# 706 upgrades



## weedline (Aug 20, 2011)

i was reading pompano joes post about a custom 706 he mentioned a main gear bearing he added and i see the new handle everyone uses i just was wondering if anyone could tell me the upgrades that are out there, the costs and how to install them thanks


----------



## bamafan611 (Mar 1, 2010)

I would like to know also. Have several.


----------



## startzc (Feb 4, 2013)

I had a 704 last year that Joe did. he charged me $25 plus parts and did a great job.


----------



## Pompano Joe (Jan 28, 2009)

Carbontex drag washers, bearings and power knob of choice...that's pretty much it for these. I've heard of a guy dropping an infinite anti-reverse roller bearing under the main gear, but haven't looked into it. I'm sure it could be done. A thorough cleaning, polishing and quality lubrication is all they really need. Quality and simplicity...hard to beat that!


----------



## Ocean Master (May 20, 2008)

Some of the 706's have 2 bearings. A pinion bearing and one on the main gear shaft. Take out the cover screws and pull the main gear out. You will find the extra bearing and see where the body of the reel is machined out to accept the bearing. 

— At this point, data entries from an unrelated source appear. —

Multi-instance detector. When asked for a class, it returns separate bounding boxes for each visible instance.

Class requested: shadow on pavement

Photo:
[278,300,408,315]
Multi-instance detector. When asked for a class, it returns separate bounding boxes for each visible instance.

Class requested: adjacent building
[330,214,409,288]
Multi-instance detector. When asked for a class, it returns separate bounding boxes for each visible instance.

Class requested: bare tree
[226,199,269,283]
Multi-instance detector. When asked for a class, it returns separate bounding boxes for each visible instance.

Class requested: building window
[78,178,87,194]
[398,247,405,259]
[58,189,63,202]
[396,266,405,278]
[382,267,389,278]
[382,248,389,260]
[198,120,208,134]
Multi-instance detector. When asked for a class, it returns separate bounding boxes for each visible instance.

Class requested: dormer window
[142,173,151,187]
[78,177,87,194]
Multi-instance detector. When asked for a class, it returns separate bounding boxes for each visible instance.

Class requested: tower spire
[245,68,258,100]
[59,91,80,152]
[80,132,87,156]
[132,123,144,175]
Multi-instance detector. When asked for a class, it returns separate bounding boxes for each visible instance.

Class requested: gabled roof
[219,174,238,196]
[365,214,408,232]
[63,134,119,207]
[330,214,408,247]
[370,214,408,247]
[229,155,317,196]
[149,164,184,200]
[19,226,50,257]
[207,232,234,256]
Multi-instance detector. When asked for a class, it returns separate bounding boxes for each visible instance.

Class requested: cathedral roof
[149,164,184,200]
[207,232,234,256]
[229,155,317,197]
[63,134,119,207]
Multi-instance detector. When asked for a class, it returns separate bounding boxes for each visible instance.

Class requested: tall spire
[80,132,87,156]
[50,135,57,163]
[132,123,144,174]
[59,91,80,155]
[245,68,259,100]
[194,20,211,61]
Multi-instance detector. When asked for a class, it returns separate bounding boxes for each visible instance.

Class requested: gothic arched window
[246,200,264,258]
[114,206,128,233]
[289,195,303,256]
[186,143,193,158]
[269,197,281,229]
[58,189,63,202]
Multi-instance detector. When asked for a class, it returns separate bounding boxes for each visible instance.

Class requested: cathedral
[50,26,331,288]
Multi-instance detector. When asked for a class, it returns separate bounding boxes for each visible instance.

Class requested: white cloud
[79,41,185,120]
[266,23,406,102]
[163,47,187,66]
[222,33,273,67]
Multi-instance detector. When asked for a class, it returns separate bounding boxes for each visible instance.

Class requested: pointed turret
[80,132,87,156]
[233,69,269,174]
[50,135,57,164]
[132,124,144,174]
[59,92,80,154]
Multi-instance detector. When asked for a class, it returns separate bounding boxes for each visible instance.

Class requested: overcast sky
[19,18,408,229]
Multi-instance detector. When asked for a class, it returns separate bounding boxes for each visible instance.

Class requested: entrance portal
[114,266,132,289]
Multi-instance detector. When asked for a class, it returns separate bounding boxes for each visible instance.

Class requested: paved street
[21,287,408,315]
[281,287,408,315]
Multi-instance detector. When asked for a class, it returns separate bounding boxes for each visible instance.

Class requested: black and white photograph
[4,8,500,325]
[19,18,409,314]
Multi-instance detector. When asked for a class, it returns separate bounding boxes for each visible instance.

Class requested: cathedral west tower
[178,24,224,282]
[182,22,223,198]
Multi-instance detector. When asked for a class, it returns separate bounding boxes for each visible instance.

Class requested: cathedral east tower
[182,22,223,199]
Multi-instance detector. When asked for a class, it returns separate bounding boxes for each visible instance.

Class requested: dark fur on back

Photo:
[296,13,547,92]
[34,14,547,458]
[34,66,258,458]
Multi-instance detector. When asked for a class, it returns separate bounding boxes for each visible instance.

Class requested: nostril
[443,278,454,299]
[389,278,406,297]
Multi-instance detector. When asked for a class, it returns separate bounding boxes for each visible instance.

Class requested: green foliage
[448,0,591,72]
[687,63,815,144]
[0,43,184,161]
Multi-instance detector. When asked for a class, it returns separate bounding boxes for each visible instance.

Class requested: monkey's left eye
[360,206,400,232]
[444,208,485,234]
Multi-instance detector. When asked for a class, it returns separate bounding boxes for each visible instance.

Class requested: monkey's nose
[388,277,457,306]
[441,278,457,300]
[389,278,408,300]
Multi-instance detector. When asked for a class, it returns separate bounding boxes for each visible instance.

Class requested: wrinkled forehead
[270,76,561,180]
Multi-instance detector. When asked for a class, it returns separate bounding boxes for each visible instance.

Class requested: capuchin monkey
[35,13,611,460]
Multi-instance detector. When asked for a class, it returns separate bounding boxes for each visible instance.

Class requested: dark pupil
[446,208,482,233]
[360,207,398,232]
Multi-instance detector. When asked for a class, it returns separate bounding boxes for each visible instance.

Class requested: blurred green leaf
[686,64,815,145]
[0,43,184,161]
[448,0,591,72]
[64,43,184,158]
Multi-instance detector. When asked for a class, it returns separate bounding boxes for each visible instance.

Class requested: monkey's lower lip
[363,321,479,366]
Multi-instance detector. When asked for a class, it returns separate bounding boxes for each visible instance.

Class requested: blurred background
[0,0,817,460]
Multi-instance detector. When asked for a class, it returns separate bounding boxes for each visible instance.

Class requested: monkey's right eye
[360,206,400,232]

Some of the guys posting on the Stripers Online forum have installed a one way roller bearing in place of the original bearing. If you leave the anti reverse dog in and use the one way bearing it should work fine. I think I'll try it on my grandsons 706 that's being painted.


----------



## Pompano Joe (Jan 28, 2009)

Ocean Master said:


> I think I'll try it on my grandsons 706 that's being painted.


Let me know how it works out Keith...I'd like to do that to my 707. I was thinking about a set-screw to keep the A/R bearing from turning. What were you thinking?


----------



## cajun creationz (Aug 17, 2012)

there is a conversion that involves machining for a true infinite anti reverse..contact squidder..he is the only one locally that i know of performing this


----------



## weedline (Aug 20, 2011)

thanks to all for the info


----------



## tiderider (Oct 1, 2007)

I've put infinite anti reverse in at least a dozen 706 reels.


----------



## Pompano Joe (Jan 28, 2009)

Here's the Stripers On Line thread that details a number of options...curtesy of waxedfish. Thanks for sharing this Dan!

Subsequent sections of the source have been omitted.